Une telle prospective pour gérer les ressources est impossible dans le système économique actuel si bien que et le développement « soutenable » ou « durable » reste un vœu pieux. Au contraire dans ces CES, les investissements et autres décisions économiques pourront être pris non plus sur le seul et unique critère de rentabilité financière, comme font les banques et organismes similaires qui en décident aujourd’hui, mais en prenant en compte dans les débats tous les aspects pertinents : depuis l’intérêt pratique du consommateur jusqu’au coût de production, en temps de travail et en matières premières, en passant par toute considération d’ordre éthique, écologique, moral, par des soucis de santé, de non pollution, de qualité de l’environnement, de préservation des ressources non renouvelables, etc.
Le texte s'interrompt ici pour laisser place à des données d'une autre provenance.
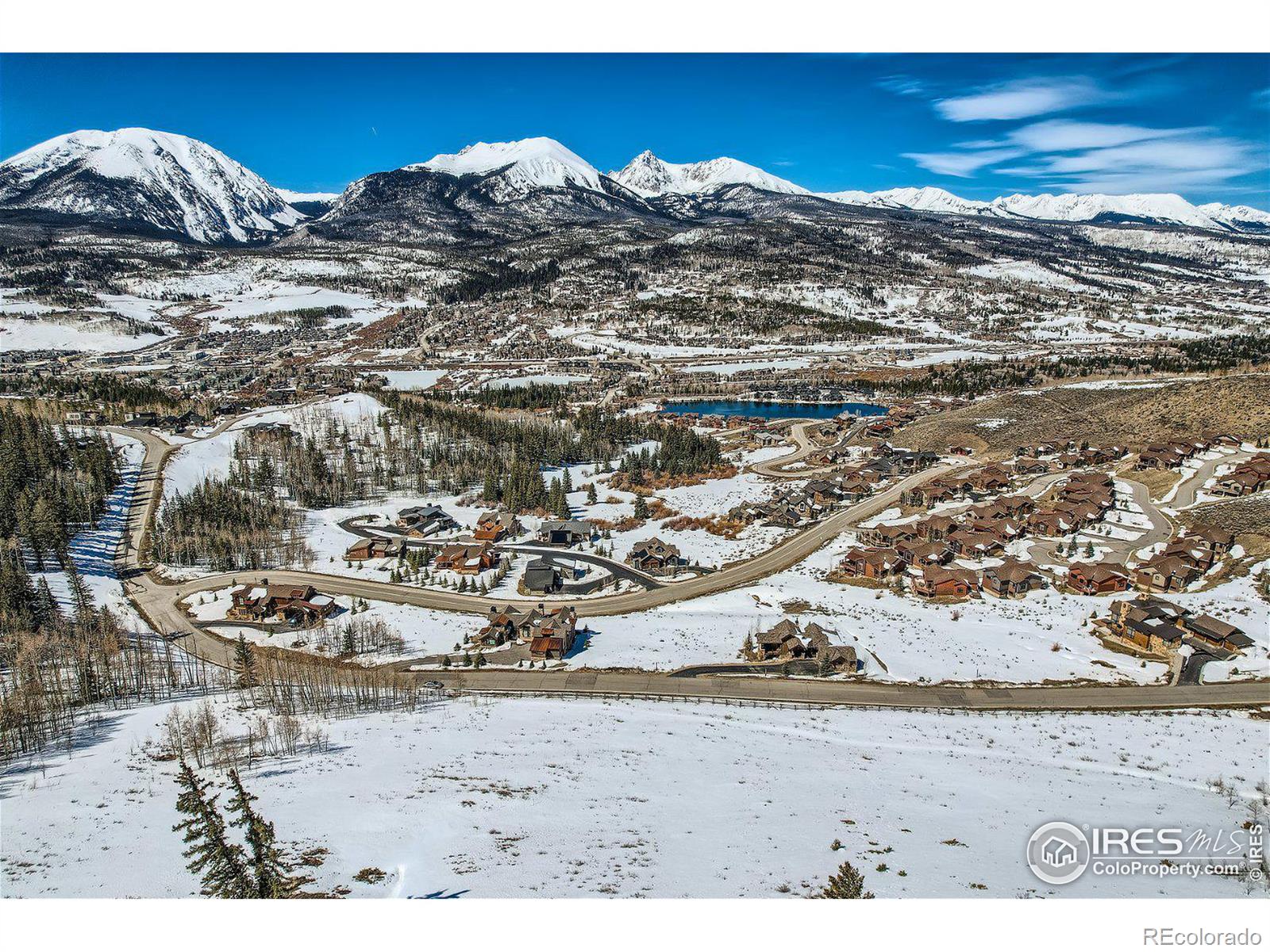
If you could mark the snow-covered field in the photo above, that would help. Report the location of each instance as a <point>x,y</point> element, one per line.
<point>48,334</point>
<point>93,550</point>
<point>197,460</point>
<point>423,630</point>
<point>540,797</point>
Par exemple, les CES pourront définir des clauses d’échec et prévoir la reconversion éventuelle de gros investissements, on évitera ainsi les friches industrielles dont personne aujourd’hui ne se sent responsable ou n’en peut financer ni la reconversion, ni la destruction.
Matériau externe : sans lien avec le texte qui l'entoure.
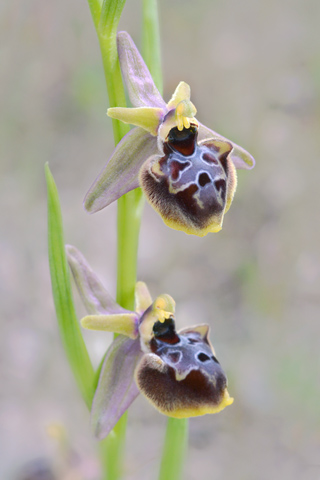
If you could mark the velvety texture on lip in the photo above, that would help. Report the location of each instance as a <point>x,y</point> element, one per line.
<point>187,171</point>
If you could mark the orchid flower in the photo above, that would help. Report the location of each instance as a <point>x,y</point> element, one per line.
<point>186,170</point>
<point>178,372</point>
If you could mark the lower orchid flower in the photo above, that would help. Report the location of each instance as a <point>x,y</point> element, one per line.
<point>178,372</point>
<point>186,170</point>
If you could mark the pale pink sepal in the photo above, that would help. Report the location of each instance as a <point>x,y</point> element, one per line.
<point>120,175</point>
<point>93,294</point>
<point>116,388</point>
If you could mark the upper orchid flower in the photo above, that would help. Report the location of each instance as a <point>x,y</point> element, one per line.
<point>178,372</point>
<point>186,170</point>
Cependant, même si c’est une économie planifiée, sa planification est faite démocratiquement, avec l’aide d’experts certes mais avec la participation de représentants, de la population et après de large débats publics. Cela n’a rien à voir avec la planification centralisée, telle qu’elle était pratiquée dans les pays de l’Est.
Ne vous laissez donc pas berner par « les apôtres du marché » lorsqu’ils vous disent que c’est le marché qui oriente la production, comme si les entreprises attendaient de savoir ce que veulent les clients avant de le produire. Elles planifient (mais elles appellent ça de la prévision) et orientent par la publicité la future demande du client.
En attendant que tout le monde soit d’accord pour l’égalité des droits économiques, c’est le contrat civique qui permettrait d’établir démocratiquement la plus grande équité possible. On peut décider de séparer en deux la masse de pouvoir d’achat à répartir. Qu’une partie en constitue le revenu social, égal pour tous, et que l’autre partie soit distribuée en revenus personnalisés, définis dans les contrats civiques. Le rapport entre ces deux parties sera fixé par le débat de politique général. Entre l’égalité économique, qui correspond à une valeur infinie pour ce rapport, et la valeur zéro qu’il a aujourd’hui pour les chômeurs déclarés « en fin de droits », on peut décider d’une valeur intermédiaire, à faire varier selon les besoins pour stimuler plus ou moins l’activité.
Le projet de société alternative permet d’étendre la démocratie à l’économie. Cette façon très nouvelle de s’organiser pour mieux vivre ensemble, bouleverse, certes, les habitudes acquises dans un système où l’idéologie libérale s’est imposée par tous les moyens. Inculquée dès l’enfance, cette idéologie de la compétition est née à une époque où les biens produits étant rares, il fallait être le premier servi, parfois le seul. On est amené à penser et agir autrement selon qu’on est devant un buffet garni et regarni sur commande, ou qu’on doit lutter contre ses semblables pour survivre.
La relève des Hommes par les machines qui a eu lieu dans les connaissances et les savoir-faire offre aujourd’hui la possibilité de vivre libérés de beaucoup de tâches matérielles, et d’avoir ainsi accès à d’autres activités. Inventons donc d’autres relations sociales. Que la production soit assurée en utilisant au maximum les technologies les plus performantes, et qu’elle soit équitablement distribuée.
Tout le monde a quelque chose à gagner dans ce changement de société.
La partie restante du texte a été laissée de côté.